あくまでも、私の経験ですが、電話の内容は相続放棄に関する確認(連絡)がほとんどです。
- 照会書を省略するため電話で確認
- 足りない戸籍謄本を電話で連絡
- 直系尊属(祖父母)の死亡を電話で確認
- 申述書の不備を電話で連絡
それぞれ説明していきます。
1-1.照会書(回答書)を省略するため電話をかける
家庭裁判所に相続放棄の申述書を提出すると、照会書(回答書)が自宅に届きます。申述人の意思で相続放棄しているかや、相続財産を消費していないか確認するためです。
※省略するケースもあり。
ただし、書面ではなく電話で確認する家庭裁判所も存在します。電話で確認できれば照会書は省略です。
電話で確認できない場合は、原則どおり照会書を送ってきます。
関連記事を読む『相続放棄の照会書(回答書)を記入する際のポイントは3つ』
1-2.足りない戸籍謄本を電話で教えてくれる
直系尊属(第2順位)や兄弟姉妹(第3順位)が相続放棄申述書を提出すると、添付している戸籍謄本が足りない場合もあります。
家庭裁判所は戸籍謄本が足りなくても却下するのではなく、申述人(本人)に足りない戸籍謄本を教えてくれます。
家庭裁判所により違いますが、電話で足りない戸籍謄本を教えるケースが多いです。
ちなみに、足りない戸籍謄本を追加で提出すれば、相続放棄に影響はないので安心してください。
関連記事を読む『相続放棄に必要な戸籍謄本等|取得枚数は相続人ごとに違う』
1-3.直系尊属(祖父母)の死亡を電話で確認
兄弟姉妹(第3順位)が相続放棄する場合、両親の死亡を提出する戸籍謄本で証明します。
※両親が相続放棄した場合を除く。
ただし、両親の生年によっては、両親だけでなく祖父母の死亡も証明する必要があります。祖父母も直系尊属なので、健在であれば先順位相続人になるからです。

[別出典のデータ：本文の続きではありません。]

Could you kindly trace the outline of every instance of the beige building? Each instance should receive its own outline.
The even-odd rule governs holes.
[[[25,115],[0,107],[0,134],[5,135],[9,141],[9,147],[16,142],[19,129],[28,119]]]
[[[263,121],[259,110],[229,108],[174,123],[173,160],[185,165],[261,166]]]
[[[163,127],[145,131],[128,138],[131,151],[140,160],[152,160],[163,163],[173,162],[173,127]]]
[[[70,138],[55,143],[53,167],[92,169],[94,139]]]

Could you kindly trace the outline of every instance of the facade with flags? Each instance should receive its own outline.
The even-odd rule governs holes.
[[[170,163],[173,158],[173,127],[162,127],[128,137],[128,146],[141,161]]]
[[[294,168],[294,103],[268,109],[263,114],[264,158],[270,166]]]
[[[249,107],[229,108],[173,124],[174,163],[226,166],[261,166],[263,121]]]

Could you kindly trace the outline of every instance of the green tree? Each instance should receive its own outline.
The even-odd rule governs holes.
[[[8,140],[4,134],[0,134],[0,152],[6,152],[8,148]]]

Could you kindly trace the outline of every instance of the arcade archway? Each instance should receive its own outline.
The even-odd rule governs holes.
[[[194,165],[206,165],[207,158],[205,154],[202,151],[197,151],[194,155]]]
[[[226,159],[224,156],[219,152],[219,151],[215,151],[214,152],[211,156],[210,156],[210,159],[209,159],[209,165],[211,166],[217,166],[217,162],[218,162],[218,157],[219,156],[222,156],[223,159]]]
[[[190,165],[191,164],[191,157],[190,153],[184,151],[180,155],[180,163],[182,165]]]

通常は、祖父母の死亡が記載された戸籍謄本を提出します。ですが、電話で申述人(本人)に祖父母の死亡を確認して、戸籍謄本の提出を省略する家庭裁判所もあります。
兄弟姉妹が相続放棄するなら、祖父母の死亡も確認しておきましょう。
関連記事を読む『祖父母も相続放棄が必要になる【直系尊属の相続放棄】』
1-4.相続放棄申述書の不備を電話で連絡
家庭裁判所に提出した相続放棄申述書に不備があれば、電話で連絡してくる家庭裁判所もあります。
※書面で連絡する家庭裁判所もある。
本籍地の記載を間違えている、戸籍上の漢字で記載されていない、死亡日を間違えている等です。
上記のような不備があっても、すぐに却下されるわけではなく、不備の補正(訂正)を指示してくれます。不備を補正すれば大丈夫です。

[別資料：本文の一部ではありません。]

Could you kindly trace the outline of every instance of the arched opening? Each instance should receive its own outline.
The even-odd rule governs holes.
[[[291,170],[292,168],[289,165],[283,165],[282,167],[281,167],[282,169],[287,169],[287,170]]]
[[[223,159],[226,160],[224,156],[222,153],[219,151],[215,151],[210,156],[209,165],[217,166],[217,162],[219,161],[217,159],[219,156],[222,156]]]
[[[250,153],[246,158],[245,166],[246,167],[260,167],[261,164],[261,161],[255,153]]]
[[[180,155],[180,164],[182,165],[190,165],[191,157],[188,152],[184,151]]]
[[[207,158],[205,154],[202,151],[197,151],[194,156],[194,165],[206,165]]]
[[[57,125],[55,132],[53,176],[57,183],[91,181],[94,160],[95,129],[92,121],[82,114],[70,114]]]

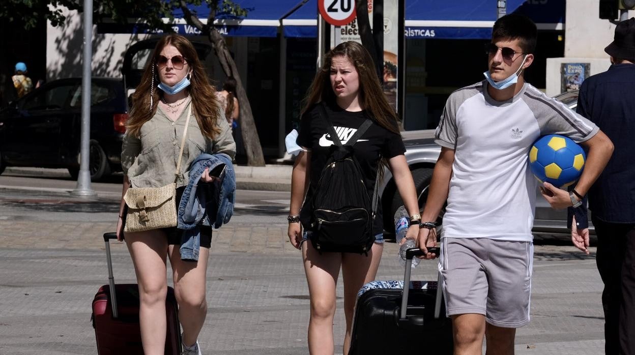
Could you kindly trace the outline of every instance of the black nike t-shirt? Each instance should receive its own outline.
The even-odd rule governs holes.
[[[326,105],[325,108],[340,140],[344,145],[366,118],[372,120],[365,111],[347,111],[336,104]],[[328,147],[333,144],[326,124],[326,121],[319,115],[317,105],[305,112],[300,121],[300,132],[296,142],[311,150],[311,185],[307,196],[312,196],[313,188],[318,184],[329,157]],[[390,159],[403,154],[406,152],[403,141],[400,135],[389,131],[373,120],[373,124],[353,147],[355,157],[364,176],[368,198],[372,199],[380,157]],[[383,232],[382,220],[381,203],[378,203],[373,231],[374,234]]]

ちなみに、相続放棄の申述書を提出する前に、コピーを取って手元に残しておきましょう。家庭裁判所から指摘されたときに、自分が作成した申述書を確認できます。
注意不備を補正せずに放置していると、最終的に相続放棄は却下されます。
2.裁判所からの電話に出なければ相続放棄はどうなる?
家庭裁判所からの電話に出れなかった人が、一番心配なのは相続放棄が却下されるのかでしょう。
あくまでも、私の経験になりますが、電話だけを理由に相続放棄は却下しないはずです。
※却下された事例を知りません。
2-1.電話を理由に相続放棄を却下する可能性は低い
家庭裁判所からの電話に出なかっただけで、相続放棄を却下する可能性は限りなく低いでしょう。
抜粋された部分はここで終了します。